夕焼けと晩ごはんの匂い
私は今一軒家が建ち並ぶ住宅街の中のマンションの一室に住んでいる。
今在宅勤務をしているので、朝から晩まで人が生活している音が聴こえてくる。
朝は小学生がおしゃべりしながら登校している声。保育園の先生が子供達とお散歩している声。
昼間は近くの学校からの体育祭の放送や部活と思われる野球の金属バットの音。
夕方になると子供達の下校中のおしゃべりや、自治体の定時を知らせる音楽や夕方のお知らせの放送。

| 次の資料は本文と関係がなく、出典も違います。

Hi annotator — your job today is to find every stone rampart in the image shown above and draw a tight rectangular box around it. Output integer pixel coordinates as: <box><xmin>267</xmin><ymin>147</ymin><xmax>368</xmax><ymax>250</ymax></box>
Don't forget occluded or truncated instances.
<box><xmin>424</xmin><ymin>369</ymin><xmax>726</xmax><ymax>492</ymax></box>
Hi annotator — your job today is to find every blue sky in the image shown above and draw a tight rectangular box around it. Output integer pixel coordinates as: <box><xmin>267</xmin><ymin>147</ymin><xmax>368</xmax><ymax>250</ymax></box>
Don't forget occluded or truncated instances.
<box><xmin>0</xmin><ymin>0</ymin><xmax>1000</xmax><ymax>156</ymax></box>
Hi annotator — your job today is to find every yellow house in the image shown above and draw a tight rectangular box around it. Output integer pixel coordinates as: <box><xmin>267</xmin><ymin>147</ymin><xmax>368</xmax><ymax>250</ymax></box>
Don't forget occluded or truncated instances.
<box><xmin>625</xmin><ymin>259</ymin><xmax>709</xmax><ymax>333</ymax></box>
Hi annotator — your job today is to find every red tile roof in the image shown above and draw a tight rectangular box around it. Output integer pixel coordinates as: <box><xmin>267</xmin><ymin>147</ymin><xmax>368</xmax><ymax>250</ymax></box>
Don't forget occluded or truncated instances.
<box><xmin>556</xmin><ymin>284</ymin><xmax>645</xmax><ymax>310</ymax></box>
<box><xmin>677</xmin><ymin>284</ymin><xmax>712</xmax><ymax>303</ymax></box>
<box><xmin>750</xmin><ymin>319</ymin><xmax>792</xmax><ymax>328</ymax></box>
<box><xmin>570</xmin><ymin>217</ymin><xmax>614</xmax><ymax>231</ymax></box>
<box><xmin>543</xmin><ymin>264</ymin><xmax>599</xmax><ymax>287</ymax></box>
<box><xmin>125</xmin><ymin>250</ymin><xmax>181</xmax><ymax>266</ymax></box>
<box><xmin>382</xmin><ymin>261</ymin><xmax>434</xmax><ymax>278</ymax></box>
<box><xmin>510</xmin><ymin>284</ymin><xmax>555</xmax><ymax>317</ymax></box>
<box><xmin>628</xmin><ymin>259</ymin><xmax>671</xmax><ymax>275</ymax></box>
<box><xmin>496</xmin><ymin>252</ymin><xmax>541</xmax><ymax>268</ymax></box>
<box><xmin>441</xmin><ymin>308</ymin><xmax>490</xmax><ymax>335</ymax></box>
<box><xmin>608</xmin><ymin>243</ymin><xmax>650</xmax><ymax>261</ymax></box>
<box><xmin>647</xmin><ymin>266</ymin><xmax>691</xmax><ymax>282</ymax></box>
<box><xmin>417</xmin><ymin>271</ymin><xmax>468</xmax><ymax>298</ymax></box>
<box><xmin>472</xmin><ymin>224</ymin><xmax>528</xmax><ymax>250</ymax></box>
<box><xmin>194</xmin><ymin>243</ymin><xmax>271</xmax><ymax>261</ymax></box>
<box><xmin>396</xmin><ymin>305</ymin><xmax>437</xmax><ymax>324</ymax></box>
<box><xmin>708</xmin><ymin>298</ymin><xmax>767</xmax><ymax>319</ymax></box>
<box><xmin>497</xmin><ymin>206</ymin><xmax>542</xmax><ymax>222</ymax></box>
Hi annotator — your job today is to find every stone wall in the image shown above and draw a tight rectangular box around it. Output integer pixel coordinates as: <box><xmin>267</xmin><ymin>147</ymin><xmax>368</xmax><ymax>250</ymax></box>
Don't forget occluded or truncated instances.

こういう音を聴いていると、自分も現実世界に存在している実感を持てる。
人々が暮らしている、私もその中にいるんだ、と感じられる。
人々の暮らしを感じられるのは音だけでは無い。匂いもそうだ。
夕方になると晩ごはんの匂いがしてくる。
カレーとかみたいに明らかに献立がわかる匂いではない。何かはわからないけど懐かしい匂いだ。
小学生や中学生の頃の夕方を思い出させる懐かしい匂い。
匂いが引き金となって、その当時の感覚が蘇ってくる。
夕焼けの空
献立がわからない晩ごはんの匂い
たまに吹いてくる心地よいやわらかい風
耳で聴く音よりも鼻で感じる匂いの方が、あやふやで、その分記憶もぼんやりとよみがえらせる。
それは都合よく良いものだけをよみがえらせてくれる。
一人暮らしだと晩ごはんも簡単にすませてしまいがちで、こういう懐かしい匂いのする料理はあまり作っていない気がする。
自分の家で懐かしい匂いをさせるようにしていこう。